Página anterior | Voltar ao início do trabalho | Página seguinte |
4) Em quarto lugar encontraremos uma longa mancha SE/NE de gravuras picoteadas que, de acordo com N. Guidon (1991), comportam um fácies ocidental e outro oriental. Estes painéis apresentam maior sinuosidade linear e detalhamento compositivo que as três tradições anteriormente mencionadas. Todavia, as três compartilham diversas semelhanças temáticas e formais, podendo, facilmente, serem reunidas numa única macro-tradição sobreposta á área de ocupação dos grupos Macrogê no território brasileiro;
5) Tradição Planalto foi a denominação dada por PROUS, da UFMG, para signos [encontrados] em mais de 100 painéis presentes em São Paulo, Minas Gerais e Bahia.

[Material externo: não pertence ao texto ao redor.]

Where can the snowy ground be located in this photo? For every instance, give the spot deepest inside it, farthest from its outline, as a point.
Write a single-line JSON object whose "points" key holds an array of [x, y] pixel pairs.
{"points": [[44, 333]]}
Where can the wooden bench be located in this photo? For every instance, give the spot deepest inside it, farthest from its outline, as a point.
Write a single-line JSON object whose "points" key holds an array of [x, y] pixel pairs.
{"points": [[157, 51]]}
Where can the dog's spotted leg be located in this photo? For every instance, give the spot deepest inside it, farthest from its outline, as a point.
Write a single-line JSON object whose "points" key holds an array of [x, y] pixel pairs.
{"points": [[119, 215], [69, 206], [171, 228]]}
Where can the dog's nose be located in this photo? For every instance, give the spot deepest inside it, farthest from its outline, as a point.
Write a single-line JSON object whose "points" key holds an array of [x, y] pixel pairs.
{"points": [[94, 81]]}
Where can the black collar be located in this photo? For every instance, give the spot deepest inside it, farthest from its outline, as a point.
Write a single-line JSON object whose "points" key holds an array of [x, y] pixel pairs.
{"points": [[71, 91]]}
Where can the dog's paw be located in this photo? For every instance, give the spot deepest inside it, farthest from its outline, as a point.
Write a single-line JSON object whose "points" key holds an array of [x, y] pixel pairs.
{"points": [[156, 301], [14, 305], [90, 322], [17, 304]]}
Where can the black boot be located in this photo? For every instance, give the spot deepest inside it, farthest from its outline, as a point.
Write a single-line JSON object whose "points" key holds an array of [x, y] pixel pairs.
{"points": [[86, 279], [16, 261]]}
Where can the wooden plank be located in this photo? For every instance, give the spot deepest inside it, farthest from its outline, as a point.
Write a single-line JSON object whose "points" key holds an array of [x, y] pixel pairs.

Nesta tradição são numorosos os zoomorfos pintados com vermelho de hematita apresentando corpos chapados, pontilhados ou estriados. Aí, também, aparecem duplas antropomórficas tendo nos braços outra figura, menor, aparentemente humana, como se fosse a entrega de um bebê. Um trângulo aparece sempre junto destas três figuras. Outra recorrência nesta área é a série de antropomorfos em fila, conduzindo um elemento com o abdômen expandido. Estas figuras são, no geral, filiformes e apresentam cabeças resolvidas em forma de "C", discutidas na tradição seguinte;
6) A Tradição Nordeste foi reconhecida por Guidon, na Serra da Capivara, Sudeste do Piauí. Comporta subtradições ou estilos que tem como elemento comum o dinamismo, as cenas de ação, de dança, caça e cópula. Antropomorfos em oposição "dorso a dorso" são frequentes, com o elemento triangular sempre associado. Aparecem muitos zoomorfos e sinais geométricos irreconhecíveis. Nesta tradição são notadas as subtradições "Serra da Capivara", com os já citados grupos de pequenos antropomorfos; a "Serra Branca", com antropomorfos de corpos retangulares, alongados verticalmente, cocares e corpos completamente desenhados, no interior, como representação de pinturas corporais; por fim, a "Subtradição Seridó", reconhecida nesta região por G. Martin, com figuras antropomórficas ou zomórficas apresentando a característica cabeça em forma de "C". Esta representação humana está presente nos Abrigos Vermelhos (MT), Sete Cidades (CE) e algumas partes da Califórnia e do México. Estas convergências foram estudadas recentemente pelo norte-americano Richard ("Dito") Morales, na sua tese de doutoramento;
7) A Tradição Agreste foi estabelecida por Alice Aguiar em diferentes sítios nordestinos, tendo como elemento diagnóstico os grandes "bonecões"-antropomorfos fatura grosseira, desprovidos de detalhes -, que aparecem também na a região de Irecê, na Bahia;
8) Na tradição São Francisco, padrões policrômicos altamente complexos compreendem quase 100% das figuras. São, na maioria, polígonos, muitos quadriláteros divididos, internamente, por linhas vermelhas ou ocres, muitas apresentando sinais de repintura e retoque. Em Barrinha, perto de Carinhanha, na Serra do Ramalho, um sítio contendo centenas desses grafismos foi localizado por este autor, no teto de um abrigo rochoso encravado numa cratera de dificílimo acesso sem equipamentos de alpinismo. Vasos de cerâmica indígena estavam ainda intactos, a céu aberto, sobre cinzas de fogueiras protegidas da chuva, do vento e de curiosos naquele local inóspito. Estes grafismos São Francisco lembram, vagamente, padrões decorativos cesteiros ou a complicada decoração da cerâmica marajoara;
9) As tradições amazônicas, apesar de terem sido primeiramente descritas por Koch-Grunberg, no XIX e, por Silva Ramos, nas primeiras décadas do XX, são hoje as menos conhecidas tradições rupestres brasileiras; M.Consens e E. Pereira (1997) trabalharam na classificação dos dados disponíveis relativos a esta vastidão territorial. No geral, a arte rupestre amazônica apresenta poucas correlações com congêneres das outras regiões brasileiras.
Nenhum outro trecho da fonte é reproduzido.